Conducting a major version upgrade of a self-managed software is always like a shitshow.
(Though we are conducting a GitLab EE upgrade from version 13 to 14, the following steps should apply to GitLab CE / other major version upgrade as well)
You can jump to the Major Upgrade section if you just want to learn the upgrade steps. Here is what we did:
- Read the gitlab upgrade guide
- Backup data
- Upgrade (1st try)
- Rollback
- Upgrade (2nd try)
We made the mistake of not reading the GitLab upgrade guide carefully, thus having the extra step 4 and 5. Please don't repeat our mistake
Background
Bytebase is an open source database schema change and version control tool for teams. We have native VCS integration with GitLab CE/EE from day 1. User can visit our live demo site from the landing page. And we did curate the demo data to let our potential customers better understand our VCS integration feature. If visitor clicks the commit hash, she will be navigated to that GitLab commit triggering the Bytebase pipeline.
The Problem
Besides complementing our demo, our GitLab instance is also used by our team members to work on GitLab integration features. And last week, we received an issue report telling our VCS integration is broken, and it turns out it's related to the default OAuth token expiration change introduced in GitLab 14.3 This is a sane change from GitLab. However, when Bytebase developed this feature, the latest major version was GitLab 13. That version has no expiration time set on the access token, and our implementation didn't properly handle the case when the access token expires. In order to facilitate testing this GitLab new feature, we decide to upgrade our managed GitLab instance to the new version.
The Major Upgrade
Overall steps
- Carefully read GitLab upgrade guide (read the fxxking manual)

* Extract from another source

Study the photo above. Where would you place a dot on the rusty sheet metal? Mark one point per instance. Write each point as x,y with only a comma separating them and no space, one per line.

- Backup your data! If you mess up the upgrade (and we did), you can still restore to the originally state and restart again.

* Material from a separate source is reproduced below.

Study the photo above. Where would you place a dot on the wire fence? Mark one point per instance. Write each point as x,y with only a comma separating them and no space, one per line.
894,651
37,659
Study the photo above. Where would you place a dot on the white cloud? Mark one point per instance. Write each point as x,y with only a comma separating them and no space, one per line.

- Follow the upgrade guide to conduct the upgrade.
Step 1 - Read the Upgrade Guide
GitLab's upgrade guide is pretty well written, e.g. it clearly lists the upgrade path On the other hand, GitLab itself is already a monster and conducting a major upgrade is still a daunting task. For our particular case, we are upgrading from 13.12.2 to the latest version (14.5.2 at the time).
Step 2 - Backup Data
Our GitLab instance runs on AWS EC2 using EBS as the storage. So we stopped the instance, took a snapshot, waited for the snapshot completion and started the instance again. The created snapshot
Step 3 - The Upgrade (1st try)
GitLab has clearly described the general required major version upgrade steps: We are already on 13.12.2 which is the latest minor version of the preceding major version, so we can skip the 1st step. So our identified upgrade path is:
13.12.2 -> 14.0.z (latest first minor version of 14) -> 14 latest
Part 1 - 13.12.2 -> 14.0.z
Visit GitLab docker hub to find its latest 14.0.z version which is 14.0.12 Pull the 14.0.12 ee image
docker pull gitlab/gitlab-ee:14.0.12-ee.0
Stop the existing container and start the 14.0.12 version
docker stop gitlab
docker rm gitlab
sudo docker run --detach --hostname gitlab.bytebase.com --publish 8080:80 --publish 22:22 --name gitlab --restart always --log-driver json-file --log-opt max-size=10m --log-opt max-file=3 --volume /srv/gitlab/config:/etc/gitlab --volume /srv/gitlab/logs:/var/log/gitlab --volume /srv/gitlab/data:/var/opt/gitlab gitlab/gitlab-ee:14.0.12-ee.0
Verify the running version Part 2 - 14.0.z -> 14 latest
We were too hurry to proceed to part 2 and made the mistake
Pull the latest image
docker pull gitlab/gitlab-ee:latest
Stop the existing container and start the latest version
docker stop gitlab
docker rm gitlab
sudo docker run --detach --hostname gitlab.bytebase.com --publish 8080:80 --publish 22:22 --name gitlab --restart always --log-driver json-file --log-opt max-size=10m --log-opt max-file=3 --volume /srv/gitlab/config:/etc/gitlab --volume /srv/gitlab/logs:/var/log/gitlab --volume /srv/gitlab/data:/var/opt/gitlab gitlab/gitlab-ee:latest
PANIC, GitLab failed to start and kept crash looping 😫
Use docker logs -f gitlab
to view the log and quickly realize we missed one critical steps already mentioned in the upgrade guide.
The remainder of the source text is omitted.